Она откидывает тыльной стороной руки лёгкие прямые волосы, которые распадаются на пряди.
– Да что вы! Это платье ещё вполне послужит до постановки ревю. И что скажут они, увидев, что я бегаю на сторону, чтобы зашибить деньгу, и возвращаюсь сюда в пижонских платьях!..
Она права. Они – это её знаменитая здешняя публика, требовательная, ревнивая, которой она вроде бы изменила и которая готова ей это простить, но только если она вновь появится точно так же плохо одетой и плохо обутой и будет по-прежнему выглядеть дешёвой уличной девчонкой. Короче говоря, она должна быть точь-в-точь такой, какою была до побега, до своего проступка… Помолчав немного, Жаден снова начинает болтать, она явно в своей тарелке, несмотря на мрачное, напряжённое молчание Бути:
– Я, знаете, купила себе то, что мне было больше всего нужно: шляпу и муфту с шарфом. Но вы бы видели, какую шляпу! Я вам потом её покажу… Ну, пока! Бути, ты остаёшься?.. Учти, Бути, я теперь богатая. Я могу купить тебе всё что захочешь!

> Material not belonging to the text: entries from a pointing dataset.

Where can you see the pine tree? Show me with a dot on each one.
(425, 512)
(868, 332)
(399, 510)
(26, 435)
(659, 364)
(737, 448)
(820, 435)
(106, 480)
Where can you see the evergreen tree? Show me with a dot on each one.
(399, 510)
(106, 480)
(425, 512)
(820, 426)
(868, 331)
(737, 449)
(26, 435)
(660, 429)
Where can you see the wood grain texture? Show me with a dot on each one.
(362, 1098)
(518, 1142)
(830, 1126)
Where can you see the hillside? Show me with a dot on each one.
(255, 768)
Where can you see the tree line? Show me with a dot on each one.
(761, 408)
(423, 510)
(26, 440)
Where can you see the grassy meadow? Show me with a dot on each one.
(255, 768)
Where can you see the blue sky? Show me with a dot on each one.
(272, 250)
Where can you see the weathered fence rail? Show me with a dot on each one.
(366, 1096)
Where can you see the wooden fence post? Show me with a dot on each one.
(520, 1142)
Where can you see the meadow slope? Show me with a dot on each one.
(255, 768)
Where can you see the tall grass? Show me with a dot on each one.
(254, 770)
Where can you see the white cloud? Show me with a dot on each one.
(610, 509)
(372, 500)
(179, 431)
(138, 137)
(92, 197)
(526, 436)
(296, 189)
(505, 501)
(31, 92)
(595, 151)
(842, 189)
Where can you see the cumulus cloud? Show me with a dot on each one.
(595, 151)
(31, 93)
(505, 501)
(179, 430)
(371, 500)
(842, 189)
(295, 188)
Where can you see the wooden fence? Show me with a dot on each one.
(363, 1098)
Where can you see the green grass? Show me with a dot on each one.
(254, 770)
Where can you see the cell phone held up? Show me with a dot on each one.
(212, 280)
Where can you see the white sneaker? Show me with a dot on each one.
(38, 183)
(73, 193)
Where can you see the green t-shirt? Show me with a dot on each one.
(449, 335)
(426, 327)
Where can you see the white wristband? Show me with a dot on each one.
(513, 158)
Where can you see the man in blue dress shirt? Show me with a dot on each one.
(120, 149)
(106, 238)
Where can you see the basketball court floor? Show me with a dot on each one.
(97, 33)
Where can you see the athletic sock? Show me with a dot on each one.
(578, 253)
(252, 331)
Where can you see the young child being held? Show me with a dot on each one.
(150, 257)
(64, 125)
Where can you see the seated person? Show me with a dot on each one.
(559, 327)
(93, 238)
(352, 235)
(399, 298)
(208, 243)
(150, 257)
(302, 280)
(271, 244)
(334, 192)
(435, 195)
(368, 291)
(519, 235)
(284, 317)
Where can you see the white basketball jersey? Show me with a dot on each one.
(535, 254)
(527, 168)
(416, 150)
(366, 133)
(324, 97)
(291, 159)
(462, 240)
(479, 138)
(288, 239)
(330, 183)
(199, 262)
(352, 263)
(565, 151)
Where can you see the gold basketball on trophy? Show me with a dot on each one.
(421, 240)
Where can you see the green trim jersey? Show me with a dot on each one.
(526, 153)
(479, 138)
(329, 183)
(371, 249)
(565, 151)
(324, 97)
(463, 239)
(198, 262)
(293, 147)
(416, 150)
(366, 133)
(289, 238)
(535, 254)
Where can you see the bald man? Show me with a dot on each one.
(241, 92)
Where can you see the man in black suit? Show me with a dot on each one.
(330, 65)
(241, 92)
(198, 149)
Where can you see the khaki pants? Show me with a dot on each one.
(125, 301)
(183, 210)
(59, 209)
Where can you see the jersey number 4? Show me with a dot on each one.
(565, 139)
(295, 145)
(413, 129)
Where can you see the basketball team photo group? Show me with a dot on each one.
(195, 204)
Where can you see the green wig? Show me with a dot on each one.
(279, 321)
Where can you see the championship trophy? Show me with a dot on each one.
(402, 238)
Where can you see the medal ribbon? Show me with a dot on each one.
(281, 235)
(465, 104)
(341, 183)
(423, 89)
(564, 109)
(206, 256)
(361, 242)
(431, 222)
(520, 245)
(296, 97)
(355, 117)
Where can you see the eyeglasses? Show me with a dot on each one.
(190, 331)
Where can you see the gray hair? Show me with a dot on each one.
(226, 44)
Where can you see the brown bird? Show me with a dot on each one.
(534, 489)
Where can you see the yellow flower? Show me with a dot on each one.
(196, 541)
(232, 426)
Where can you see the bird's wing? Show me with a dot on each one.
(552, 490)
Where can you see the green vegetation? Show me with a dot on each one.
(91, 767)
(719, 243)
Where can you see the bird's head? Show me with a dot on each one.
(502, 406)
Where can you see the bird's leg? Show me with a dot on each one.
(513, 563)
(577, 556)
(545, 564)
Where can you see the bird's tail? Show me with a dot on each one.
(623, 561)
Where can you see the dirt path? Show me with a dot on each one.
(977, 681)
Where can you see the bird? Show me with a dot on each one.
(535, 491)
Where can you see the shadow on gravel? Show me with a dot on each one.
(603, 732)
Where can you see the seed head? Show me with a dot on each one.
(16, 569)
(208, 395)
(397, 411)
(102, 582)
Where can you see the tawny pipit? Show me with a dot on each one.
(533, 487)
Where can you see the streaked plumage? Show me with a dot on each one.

– Это слишком мало для меня, спасибо.
Бути ведёт себя подчёркнуто холодно, всем своим видом выражая неодобрение. Если бы я сказала вслух, что он любит Жаден, я стала бы всеобщим посмешищем. Поэтому ограничусь тем, что буду так думать.
Бути вскоре уходит, я остаюсь одна с букетом роз, большим, но вполне заурядным букетом, стянутым светло-зелёной лентой… Иного букета и не мог преподнести Долговязый Мужлан, а ведь именно таков мой новый поклонник!
«В знак глубокого уважения»… За последние три года я получила немало таких «знаков», признаюсь в этом со всей откровенностью, но никакого «уважения» я в них не замечала. И всё же эти «знаки» почему-то тайно тешат мою ещё неутраченную наследственную буржуазность, словно за ними не таится, каким бы «уважением» они не прикрывались, одно намерение, всегда одно и тоже.
В первом ряду партера я, несмотря на свою близорукость, замечаю господина Дюферейн-Шотеля-младшего. Он сидит прямо, словно аршин проглотил, с серьёзным выражением лица, а его чёрные волосы блестят, как шёлк цилиндра. Обрадовавшись тому, что я его увидела и узнала, он безотрывно следит за всеми моими движениями на сцене, поворачивая голову на собачий манер, вроде Фосетты, которая вот так глядит на меня, когда я одеваюсь, чтобы уйти из дому.